The story begins as most stories do. At the beginning. Our heroine begins her journey. She wants to set the world on fire. Or, at the very least, set the world on a very warm steam.

She does well. She makes mistakes, but she embraces some and ignores others. She loves her job. I mean really loves her job. Heck, most people would LOVE to do what she does every day. She's the delight of cocktail parties and polite conversation.

Ten years flash by her eyes. One morning she realizes she doesn't love her job as much as she used to.  There's no joy in it anymore. No anticipation. No fun. What's worse, her work is beginning to suffer because of it.

When your heart isn't in what you do, then what you do won't have any heart.

But she keeps at it anyway. For longer than she admits to anyone, she does the same thing over and over. Then after a few months, she's on vacation and worrying about work. More specifically, worrying about returning to work after vacation. She hates the thought of spending one more day working a job she hates.

But she keeps at it for a little longer. She starts reading and researching a change of careers in her spare time. She begins to make other plans. But nothing concrete. She tells no one. She makes a website for her new career. She takes it down. She makes another. Then another. She takes those down, too. She makes one last website, and asks for some feedback. The feedback is kind, helpful, considerate and constructive. She takes the website down anyway. She's too afraid of doing something completely new.

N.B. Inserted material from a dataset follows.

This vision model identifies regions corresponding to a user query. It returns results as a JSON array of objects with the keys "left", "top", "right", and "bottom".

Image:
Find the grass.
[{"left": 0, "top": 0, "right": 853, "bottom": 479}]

Something happens one day. She puts up a new website, and she leaves it up. She's tells one person. A friend. Shyly, over dinner. She cringes, waiting for her friend to laugh. There's no laughter. Only support. Friendship. Unconditional love. She breathes a sigh of relief. She does two things at the same time: the thing she loves and the thing she no longer loves. It's hard to do both, but she does. 

She keeps reading and researching. She's a number's girl at heart, so data makes her feel better. She tells her friends what she's learned. They're impressed, but encourage her to jump in with both feet. She hesitates. She wants to know more about how. She keeps learning. She learns so much.

But there's always more to learn. More to discover about her upcoming adventures. The preparations for a new beginning becomes her pastime. She spends months reading. She is an expert in the art of the theoretical start. She reads books, attends workshops, listens to podcasts, goes to classes, rearranges her office, buys new notebooks, sharpens her pencils and hangs new pictures. 

Until finally, there isn't. There's more to study, of course, there's always more. But the process becomes more like variations of a theme, rather than new and interesting topics. All about starting something new.

There's nothing else to do but start. So she does.

And it's terrifying and exhilarating and satisfying all at once. And she has no idea when or how this story ends. (I told you it was a fuzzy ending!), but the only thing she knows is that it's time to jump in.

With both feet. 

She jumps off of the thing she used to love, and lands on the thing she loves now.